Many desperate ordinary Cubans set out for the States during the “special period” when the collapse of Cuba’s state sponsor, the Soviet Union, left them facing hunger and deprivation. President Bill Clinton first diverted the roughly 35,000 so-called rafters, unauthorized immigrants, to Guantanamo. But finding this unsustainable in the long run, he eventually allowed them into the US, which, in turn, enabled them to become lawful permanent residents and, subsequently, citizens.
The path to citizenship closed in 2017 as part of President Barack Obama’s attempt to reset our relationship with Cuba—which also saw a loosening of restrictions on travel to Cuba and financial remittances. President Donald Trump rescinded many of those changes, but did not restore the path to citizenship.
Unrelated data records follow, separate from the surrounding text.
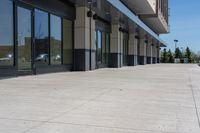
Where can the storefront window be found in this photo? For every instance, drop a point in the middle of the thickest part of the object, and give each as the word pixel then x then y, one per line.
pixel 41 38
pixel 55 41
pixel 67 42
pixel 6 33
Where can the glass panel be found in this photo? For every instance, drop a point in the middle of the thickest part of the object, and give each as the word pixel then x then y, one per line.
pixel 125 51
pixel 67 42
pixel 55 41
pixel 99 47
pixel 107 47
pixel 24 38
pixel 41 38
pixel 6 32
pixel 103 47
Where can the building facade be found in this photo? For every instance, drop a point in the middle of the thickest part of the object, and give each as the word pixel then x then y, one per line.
pixel 42 36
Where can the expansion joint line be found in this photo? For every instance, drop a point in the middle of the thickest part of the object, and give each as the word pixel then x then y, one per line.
pixel 194 100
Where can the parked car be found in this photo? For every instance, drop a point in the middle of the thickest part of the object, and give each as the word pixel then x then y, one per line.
pixel 42 57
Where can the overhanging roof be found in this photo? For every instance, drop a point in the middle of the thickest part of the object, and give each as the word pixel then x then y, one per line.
pixel 122 8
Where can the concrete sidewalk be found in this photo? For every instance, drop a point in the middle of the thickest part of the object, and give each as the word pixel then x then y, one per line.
pixel 142 99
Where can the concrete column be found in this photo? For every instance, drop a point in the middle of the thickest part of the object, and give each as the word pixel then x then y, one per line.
pixel 149 53
pixel 132 50
pixel 142 52
pixel 84 45
pixel 116 47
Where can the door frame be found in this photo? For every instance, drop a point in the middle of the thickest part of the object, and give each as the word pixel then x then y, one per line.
pixel 28 7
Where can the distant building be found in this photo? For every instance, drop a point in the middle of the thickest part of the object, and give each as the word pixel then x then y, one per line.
pixel 79 35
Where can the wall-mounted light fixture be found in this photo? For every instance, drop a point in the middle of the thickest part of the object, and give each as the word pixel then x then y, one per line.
pixel 137 37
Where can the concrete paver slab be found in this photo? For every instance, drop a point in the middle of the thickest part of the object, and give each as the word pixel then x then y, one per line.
pixel 162 98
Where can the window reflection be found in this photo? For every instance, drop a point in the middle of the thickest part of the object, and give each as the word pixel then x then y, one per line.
pixel 41 38
pixel 24 38
pixel 6 33
pixel 55 42
pixel 67 42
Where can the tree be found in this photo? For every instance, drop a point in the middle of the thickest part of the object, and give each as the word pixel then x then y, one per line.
pixel 170 57
pixel 178 53
pixel 164 58
pixel 188 55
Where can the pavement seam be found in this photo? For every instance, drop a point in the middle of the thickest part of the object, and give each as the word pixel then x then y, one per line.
pixel 48 121
pixel 195 103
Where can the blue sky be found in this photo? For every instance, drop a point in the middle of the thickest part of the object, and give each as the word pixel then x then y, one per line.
pixel 184 24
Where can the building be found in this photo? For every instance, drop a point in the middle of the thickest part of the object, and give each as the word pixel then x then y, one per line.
pixel 41 36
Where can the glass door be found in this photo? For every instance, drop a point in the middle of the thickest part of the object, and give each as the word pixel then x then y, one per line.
pixel 24 39
pixel 99 48
pixel 125 51
pixel 41 46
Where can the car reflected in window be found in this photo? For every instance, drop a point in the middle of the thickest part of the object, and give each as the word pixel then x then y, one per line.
pixel 42 58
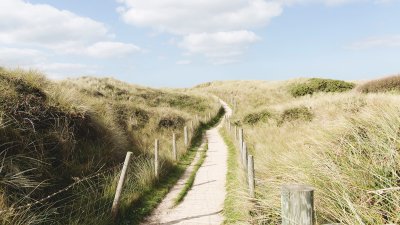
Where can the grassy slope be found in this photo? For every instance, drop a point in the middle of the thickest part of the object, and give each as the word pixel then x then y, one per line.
pixel 348 149
pixel 54 134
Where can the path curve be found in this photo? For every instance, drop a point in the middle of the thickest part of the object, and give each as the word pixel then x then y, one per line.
pixel 204 203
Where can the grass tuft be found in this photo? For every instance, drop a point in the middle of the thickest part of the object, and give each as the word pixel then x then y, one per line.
pixel 297 113
pixel 388 84
pixel 189 183
pixel 314 85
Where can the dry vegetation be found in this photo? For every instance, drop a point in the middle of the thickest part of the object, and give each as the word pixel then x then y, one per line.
pixel 387 84
pixel 53 135
pixel 344 144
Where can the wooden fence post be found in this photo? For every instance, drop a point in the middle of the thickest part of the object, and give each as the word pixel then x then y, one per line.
pixel 241 140
pixel 250 176
pixel 186 136
pixel 114 209
pixel 156 161
pixel 297 203
pixel 174 151
pixel 244 156
pixel 235 132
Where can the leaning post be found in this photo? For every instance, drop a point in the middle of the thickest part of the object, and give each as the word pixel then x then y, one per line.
pixel 114 209
pixel 186 136
pixel 250 176
pixel 156 160
pixel 297 203
pixel 174 151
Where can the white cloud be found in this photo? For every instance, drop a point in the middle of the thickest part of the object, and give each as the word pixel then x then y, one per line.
pixel 61 70
pixel 183 62
pixel 220 47
pixel 44 25
pixel 217 29
pixel 377 42
pixel 208 26
pixel 37 34
pixel 20 56
pixel 111 49
pixel 196 16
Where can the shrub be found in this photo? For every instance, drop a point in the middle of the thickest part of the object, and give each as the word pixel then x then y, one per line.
pixel 381 85
pixel 171 122
pixel 257 117
pixel 320 85
pixel 298 113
Under President Joe Biden, the Cuba relationship has taken a far back seat to COVID, inflation, Ukraine, and other crises. But Eckstein says there has been a large influx of Cubans coming to America—many over land through Mexico—because Cuba is in bad economic straits exacerbated by Trump administration policies, notably on remittances, and by COVID’s harsh effect on Cuba’s nascent tourism industry.It’s not clear what the future holds. Younger Cuban Americans in Florida seem to hold more diverse opinions than their parents on social issues. Asked if they also could be somewhat less hard-line about the US-Cuba relationship and the embargo, Eckstein pauses before answering: They could, she says. “But I think that’s a good word—somewhat.”